Ga verder naar de inhoud

De populaire TV-reeks The Crown vertelt het leven van de Engelse koningin Elisabeth II. De serie biedt een interessant overzicht van de Engelse geschiedenis na Wereldoorlog II. In het derde seizoen is een aflevering gewijd aan een tragisch ongeluk in Wales. In 1966 kwam een honderdtal kinderen om bij een grondverschuiving in het mijndorpje Aberfan. Op de uitvaartdienst van deze scholieren is ook prins Philip aanwezig, de echtgenoot van de koningin.
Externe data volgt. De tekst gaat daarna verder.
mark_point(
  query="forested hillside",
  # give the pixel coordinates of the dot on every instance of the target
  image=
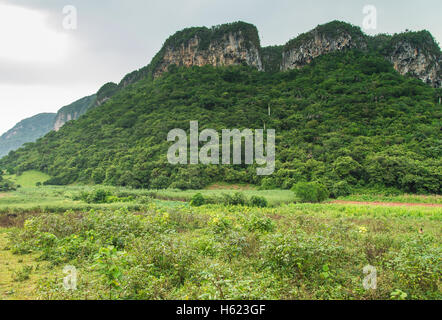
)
(27, 130)
(348, 120)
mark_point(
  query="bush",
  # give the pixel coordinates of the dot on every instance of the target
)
(197, 200)
(257, 201)
(237, 199)
(311, 192)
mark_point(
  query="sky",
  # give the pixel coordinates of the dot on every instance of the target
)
(49, 59)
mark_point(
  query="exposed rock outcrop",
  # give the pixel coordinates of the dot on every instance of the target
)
(416, 54)
(226, 45)
(331, 37)
(73, 111)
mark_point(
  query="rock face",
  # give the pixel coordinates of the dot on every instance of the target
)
(230, 48)
(332, 37)
(421, 62)
(73, 111)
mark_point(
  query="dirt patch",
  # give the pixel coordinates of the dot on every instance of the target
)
(231, 187)
(389, 204)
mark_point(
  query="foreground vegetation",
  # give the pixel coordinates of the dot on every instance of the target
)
(137, 247)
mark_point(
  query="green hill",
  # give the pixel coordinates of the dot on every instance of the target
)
(347, 120)
(27, 130)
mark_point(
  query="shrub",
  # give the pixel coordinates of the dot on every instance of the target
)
(257, 201)
(340, 189)
(237, 199)
(311, 192)
(197, 200)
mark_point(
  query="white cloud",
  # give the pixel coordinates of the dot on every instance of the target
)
(26, 37)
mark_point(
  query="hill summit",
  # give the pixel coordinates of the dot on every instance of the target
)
(343, 112)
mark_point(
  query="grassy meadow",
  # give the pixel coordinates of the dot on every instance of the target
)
(153, 244)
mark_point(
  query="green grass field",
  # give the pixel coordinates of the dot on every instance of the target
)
(151, 244)
(28, 179)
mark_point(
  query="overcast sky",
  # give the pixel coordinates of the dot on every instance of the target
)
(44, 67)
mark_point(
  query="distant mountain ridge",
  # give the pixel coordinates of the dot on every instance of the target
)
(33, 128)
(411, 53)
(28, 130)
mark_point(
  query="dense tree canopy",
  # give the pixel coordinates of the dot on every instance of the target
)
(347, 120)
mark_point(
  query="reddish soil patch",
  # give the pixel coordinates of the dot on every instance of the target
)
(216, 186)
(389, 204)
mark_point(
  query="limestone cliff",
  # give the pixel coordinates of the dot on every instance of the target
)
(331, 37)
(73, 111)
(413, 53)
(416, 54)
(231, 44)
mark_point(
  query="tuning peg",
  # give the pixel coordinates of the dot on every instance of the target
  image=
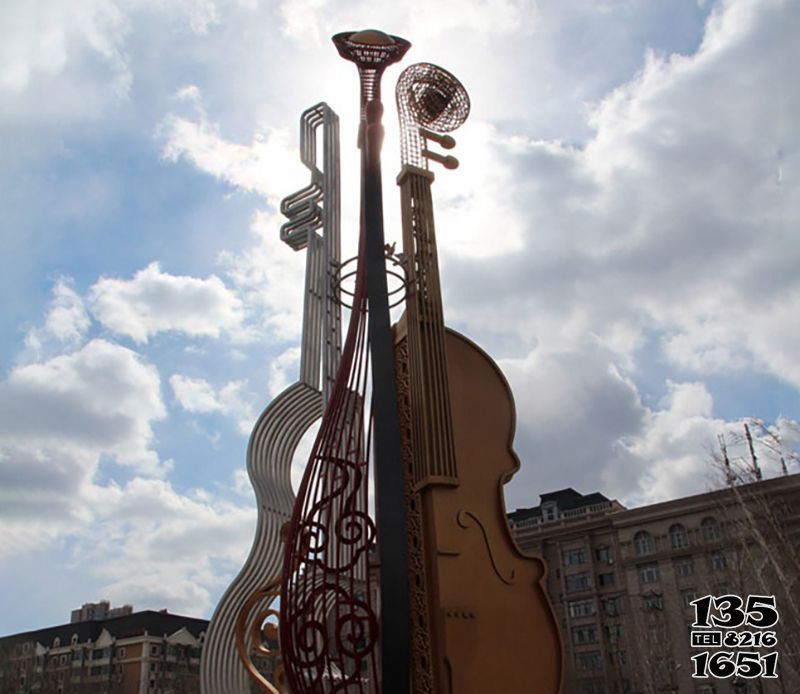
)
(449, 162)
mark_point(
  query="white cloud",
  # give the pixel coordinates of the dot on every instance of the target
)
(194, 394)
(669, 222)
(168, 548)
(67, 321)
(100, 399)
(267, 166)
(155, 301)
(61, 419)
(197, 395)
(40, 38)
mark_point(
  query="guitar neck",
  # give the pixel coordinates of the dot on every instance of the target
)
(434, 458)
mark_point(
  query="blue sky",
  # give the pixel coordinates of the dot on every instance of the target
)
(621, 236)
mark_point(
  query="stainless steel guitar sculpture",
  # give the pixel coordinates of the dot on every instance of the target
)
(243, 626)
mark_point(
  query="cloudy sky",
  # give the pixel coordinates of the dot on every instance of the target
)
(621, 236)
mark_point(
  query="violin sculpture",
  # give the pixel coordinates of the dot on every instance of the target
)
(481, 621)
(429, 594)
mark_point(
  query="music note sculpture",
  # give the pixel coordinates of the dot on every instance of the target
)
(429, 594)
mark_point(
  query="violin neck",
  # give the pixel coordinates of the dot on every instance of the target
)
(434, 461)
(390, 503)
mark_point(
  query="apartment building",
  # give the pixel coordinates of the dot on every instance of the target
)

Die avond vertelt hij aan zijn vrouw wat hij heeft meegemaakt bij het massagraf van de kinderen. De dialoog biedt een mooi inzicht in hoe christenen omgaan met pijn en verdriet.

‘Hoe was het?’, vraagt de koningin. ‘Buitengewoon,’ antwoordt haar man, ‘Het verdriet, de kwaadheid op de overheid, op de Kolenraad maar… ook op God. Er zijn vandaag 81 kinderen begraven. De woede op hun gezichten… achter hun ogen. Ze sloegen geen dingen kapot, ze vochten niet op straat.’ ‘Wat deden ze dan?’, vraagt de koningin. ‘Ze zongen’, zegt de prins, ‘de hele gemeenschap. Het was het meest verbluffende dat ik ooit heb gehoord.’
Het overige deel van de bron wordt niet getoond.